Unusual theft in East Vancouver prompts police reminder to lock doors
Amelie Croteau says thief took off with couple's bikes and car after they left home unlocked
An unusual case of theft has prompted Vancouver police to remind people to lock their homes and cars at night to keep opportunistic thieves at bay.
Amelie Croteau and her partner were sleeping in their East Vancouver home early Thursday morning when a stranger walked into their home, took their keys, broke into their storage unit, and stole two expensive mountain bikes and their car.
The couple had forgotten to lock their front door that night.
"He grabbed all the keys that were the closest to the door," Croteau said.
The suspect discovered their locked storage room next door, where he found the mountain bikes worth a combined $8,000 secured with several heavy locks.
"He was in the bike room for about 30 minutes and was trying to figure out key locks. He grabbed some helmets and lights," she said.
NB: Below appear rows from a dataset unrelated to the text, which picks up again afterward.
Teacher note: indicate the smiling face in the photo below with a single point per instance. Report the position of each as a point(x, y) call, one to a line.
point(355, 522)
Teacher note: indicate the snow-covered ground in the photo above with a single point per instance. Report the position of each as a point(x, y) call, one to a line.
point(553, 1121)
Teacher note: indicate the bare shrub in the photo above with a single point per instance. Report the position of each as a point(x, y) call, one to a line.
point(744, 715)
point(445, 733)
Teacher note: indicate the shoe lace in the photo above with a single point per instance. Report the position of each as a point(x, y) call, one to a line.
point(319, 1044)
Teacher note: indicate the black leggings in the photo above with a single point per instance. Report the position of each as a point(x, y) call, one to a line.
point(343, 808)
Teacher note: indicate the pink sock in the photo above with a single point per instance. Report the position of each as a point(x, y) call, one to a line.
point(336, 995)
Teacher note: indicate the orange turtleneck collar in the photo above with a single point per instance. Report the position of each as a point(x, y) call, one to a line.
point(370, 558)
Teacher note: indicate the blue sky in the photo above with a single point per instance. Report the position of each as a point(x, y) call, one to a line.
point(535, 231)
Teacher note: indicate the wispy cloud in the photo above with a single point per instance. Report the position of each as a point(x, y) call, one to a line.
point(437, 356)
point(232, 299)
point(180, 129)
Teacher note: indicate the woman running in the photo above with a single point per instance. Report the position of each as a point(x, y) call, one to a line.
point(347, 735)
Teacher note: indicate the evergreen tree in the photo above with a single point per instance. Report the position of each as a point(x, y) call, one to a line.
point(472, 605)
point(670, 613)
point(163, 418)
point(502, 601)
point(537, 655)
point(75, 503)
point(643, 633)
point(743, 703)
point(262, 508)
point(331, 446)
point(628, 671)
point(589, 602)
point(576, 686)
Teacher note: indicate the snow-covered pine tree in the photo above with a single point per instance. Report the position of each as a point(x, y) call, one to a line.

Surveillance footage shows the thief making off with the bikes. He then found their car, which was parked on the street.
Investigators say thieves are opportunistic and look for unlocked vehicles and homes to target. Expensive bikes are a prime target.
Every year, some 2,000 are stolen in Vancouver, but only a few get returned to their owners. Vancouver police urge anyone with an expensive bike to register the serial number through an app, Project 529.
Just down the street from Croteau, Caleb del Begio is all too familiar with bike theft. He says his home has been broken into three years in a row, his mountain bikes stolen as well.
The theft prompted him to join the Facebook group Stolen Bikes Vancouver. Del Begio says people are posting similar stories of theft on a near daily basis.
"It's people of all sorts who are really affected by this," he said.
"People who are relying on that bike to commute, people who have poured all their extra savings into saving for a mountain bike because it's what they love to do."
Del Begio and his wife now keep their bikes chained to their bed frame at night.
"You have to just assume that somebody's going to come in," he said. "It's not a pleasant way to live your life, that's for sure."